Recently, Joe built a top handler for a friend who is a longshore worker, just to do it.
“Now I’m going to build more because I enjoyed it. But I guess It’s therapy,” Munoz said.
Munoz’s wife is a survivor and is doing well but still has another surgery coming up.
“It has brought me a lot of faith,” Munoz said. “It has gotten me onto the path of God and this has brought my friends closer to me.”
The top handler was created using a 3D printer, an idea brought to him by a young person. Munoz painted, sanded, and decaled it to finish the dockside vehicle.
Hobby purists would look down on using 3D printers, but Munoz sees it as an opportunity to connect with future hobbyists and pass on the joy and intimacy that is formed between creator and creation by using the old ways and techniques of model-making.
Munoz agreed, explaining that you could 3D print to anything you want by photographing it and designing it, but the level of detail from “scratch building” (modelers call anything “scratch building” when each piece is uniquely made from anything else)…
“When you 3D print something you have one master plan or design that you print from,” Munoz explained. “But when you make something yourself, you have to go out there and do the research, the measuring, the paint and you have to cut, sand, and shape it to make it the way you want it to be. So every step of the way it’s like building a house.”
“Like, when I built my model of the building upstairs,” referring to the 1940s era downtown Long Beach.
“I had to build within it 2-by-4 frames to support the plastic exterior just like you would do a real house, and I never knew that was involved until I started building it,” Munoz explained. “And everything has to be supportive and done properly. 3D printing is easy, quick, and simple but when you model it from scratch you’re learning aspects that you can use in other parts of your life, like building a house. It sounds silly, but it’s true.”
To be clear, while 3D printing is a modern miracle of invention, products of 3D printing are still unfinished products, since you still have to weather them, paint them, and decal them, before they can be considered a finished product.
The difference here… there’s an intimate relationship that is made between creator and creation, a relationship that is intimate and filled with joy and characterized by the creator’s deep knowledge and understanding of the creation.
“If I were to build something and I would build a second model from scratch, it wouldn’t exactly be the same,” Munoz explained. “They’ll be something I’ve modeled that I’ve learned from the first model or something. I could improve on a second model … but never are my two models the same.”
Munoz recalled a graffitied locomotive he modeled that was on display upstairs. He had gone to downtown Torrance and photographed the locomotive from all angles, then went home with his airbrush, decals, and paint pens and duplicated the locomotive in miniature.

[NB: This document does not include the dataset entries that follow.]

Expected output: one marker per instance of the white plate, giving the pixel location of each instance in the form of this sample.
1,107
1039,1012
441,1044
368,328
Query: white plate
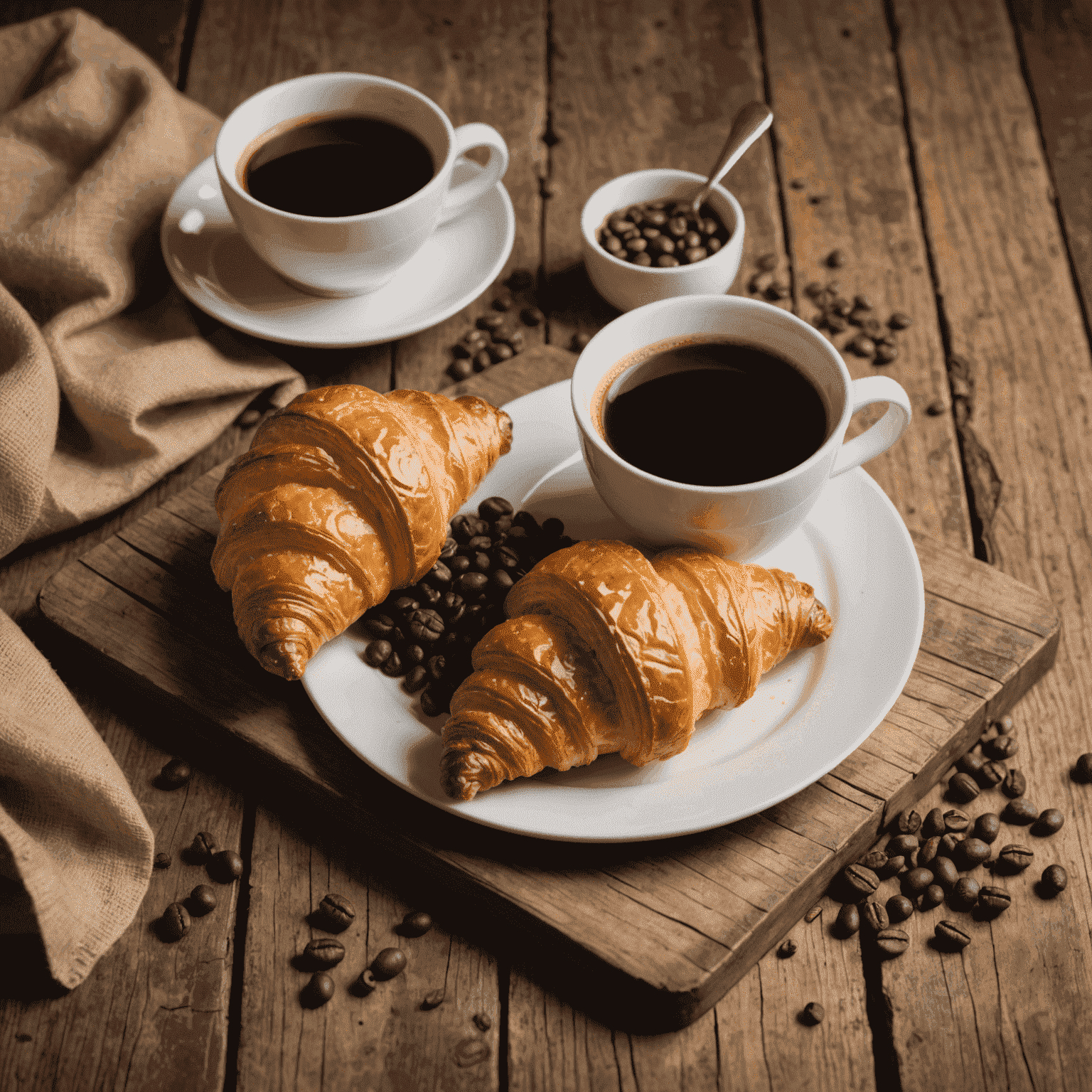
216,270
807,714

“Step by step, I always refer back to the photograph and add that little detail that I overlooked,” Munoz said.
Munoz’s biggest desire, now that he is club president, is to reach out to people who may have forgotten the hobby, don’t know the hobby, and introduce model building, not just trains that the club is known for.
“We have ships, buildings, planes, all aspects of tanks. It’s model building and it’s a great way to escape reality in life,” Munoz explained. “Nowadays, with everything going on in the world. It’s kind of nice to sit behind a desk and work on your project and unwind.”
Munoz is a father to five children and numerous grandchildren. But none of them have picked up modeling as a hobby yet. Right now it’s just Nintendo game systems, Pokemon cards, and cartoons.
But hopefully, one day when they get older, they will come back. After they discover girls or boys they’ll come back and discover modeling again.